The call to start yoga soon came. I signed up for an Iyengar class, which I instinctively knew wasn’t for me after 10 minutes, but did leave walking taller and feeling brighter. I eventually found my way into Eryck Brahamania’s and Shira Hess’s kundalini-fused vinyassa-flow classes.

The journey with Eryck and Shira was so many things: inspiring, amusing, challenging, frustrating, tearful, deeply philosophical, transformative and importantly, very pleasurable and emotionally painful in equal measure. It started a deep process of cleansing and unblocking the knots of trauma that I held in my body. On a more basic level, I realised I had a body and what an incredible thing it was!

Grounded and grateful

I had always been spiritual of course, but my yoga practice gave me more direct awe of the life force that I held and that I was connected to. I remember laying in Savasana feeling so deeply moved and grateful for the morning bird song, or the sounds of children playing, the rustle of leaves outside the window, or even the drilling from the nearby construction site. I felt so much gratitude to be alive in this crazy trip that is being human.

 

My practice took me to India three years later, where I studied with two teachers who opened more doors, further introducing me to the idea of changing the world through quietening monkey mind. I will always remember my precious weeks in Meenakashi Ashram in Tamil Nadu, waking up at 5am to the loud sounds of frogs, meditating quietly and then joyfully singing Kirtan. I felt authentically able to offer my heart in the community without any sense of presentation. A beautiful feeling…

 

What followed as I returned to London was a building of deep self-respect for my physical being. I began to find gratitude in what my body facilitated for me. It allowed me to wake up and see the sun shining through the curtains, it allowed me to prepare and taste the sensations of a yummy breakfast, and it allowed me to unroll my mat and take part in this beautiful yoga practice. And one day, it would grow another human…

 

I began not to seek enlightenment or satori outwardly, in other places, or books, but inwardly. I bowed down to my lungs, my feet, my arms, my eyes and every cell I had been gifted and every breath I was afforded. 

I then signed up for my teacher training with Claire Missingham.
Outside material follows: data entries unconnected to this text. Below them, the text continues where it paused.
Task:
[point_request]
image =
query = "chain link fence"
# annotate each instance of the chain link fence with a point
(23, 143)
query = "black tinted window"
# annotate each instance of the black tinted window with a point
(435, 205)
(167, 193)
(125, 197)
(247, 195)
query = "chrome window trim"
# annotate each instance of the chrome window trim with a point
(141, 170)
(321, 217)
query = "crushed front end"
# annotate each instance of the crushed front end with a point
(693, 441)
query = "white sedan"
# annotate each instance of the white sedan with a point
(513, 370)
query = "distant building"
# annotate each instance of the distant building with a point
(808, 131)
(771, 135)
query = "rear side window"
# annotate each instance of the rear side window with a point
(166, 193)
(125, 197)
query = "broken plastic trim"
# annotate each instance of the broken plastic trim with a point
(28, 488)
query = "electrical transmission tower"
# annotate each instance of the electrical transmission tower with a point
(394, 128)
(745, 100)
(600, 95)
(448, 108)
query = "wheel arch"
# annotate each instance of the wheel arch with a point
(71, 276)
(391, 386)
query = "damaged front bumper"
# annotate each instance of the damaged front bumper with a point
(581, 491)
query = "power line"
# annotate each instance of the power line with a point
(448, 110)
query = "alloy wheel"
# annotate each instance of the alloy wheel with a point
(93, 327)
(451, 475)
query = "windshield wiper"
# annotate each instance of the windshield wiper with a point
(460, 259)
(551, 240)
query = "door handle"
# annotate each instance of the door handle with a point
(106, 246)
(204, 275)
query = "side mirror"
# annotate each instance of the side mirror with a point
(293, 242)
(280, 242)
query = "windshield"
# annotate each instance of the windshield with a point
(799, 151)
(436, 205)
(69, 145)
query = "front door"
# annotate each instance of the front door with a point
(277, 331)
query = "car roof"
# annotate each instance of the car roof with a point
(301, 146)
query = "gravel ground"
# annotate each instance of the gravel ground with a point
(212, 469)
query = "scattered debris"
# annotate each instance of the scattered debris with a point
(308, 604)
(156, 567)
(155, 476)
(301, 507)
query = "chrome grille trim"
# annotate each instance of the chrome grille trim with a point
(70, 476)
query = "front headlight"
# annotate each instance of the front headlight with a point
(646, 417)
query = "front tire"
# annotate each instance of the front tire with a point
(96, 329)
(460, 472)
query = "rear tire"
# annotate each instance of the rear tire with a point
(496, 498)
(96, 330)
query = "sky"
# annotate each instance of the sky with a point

It was in this programme that I found white Tantra.   

Finding Tantra and Tantric thought was like putting all the spiritual pieces of jigsaw together. It started with reading the incredible Awakening Shakti by Sally Kempton. I now take my goddesses with me on every journey – long or short. I have since gone on to develop the practice of unwrapping the heart, channelling my intimate goddesses, Lalita Tripora Sundari and Dhumavati. These days, I bow in deep reverence to the divine feminine in all of her abundance. I notice Shakti in every breathtaking essential moment she affords me. I also dive right into pleasure every day and say yes to all my senses as a way of honouring this gift. 

  

You have to bring your whole self on the journey too. I believe in the transformative power of life’s painful moments, and the profound growth they allow if we dare look at them. The wounds inside us are like a compass, a force field, and when we heal them, they spin us to face another direction - the path we were meant to take. Yet we can only do that by knowing them, loving them and being real with them. It’s a surfer term, but you have to dive into the wave to survive it.  

 

Working on our shadow is the highest spiritual work in my view, as it will lead us more strongly and potently into deep love, authenticity and union.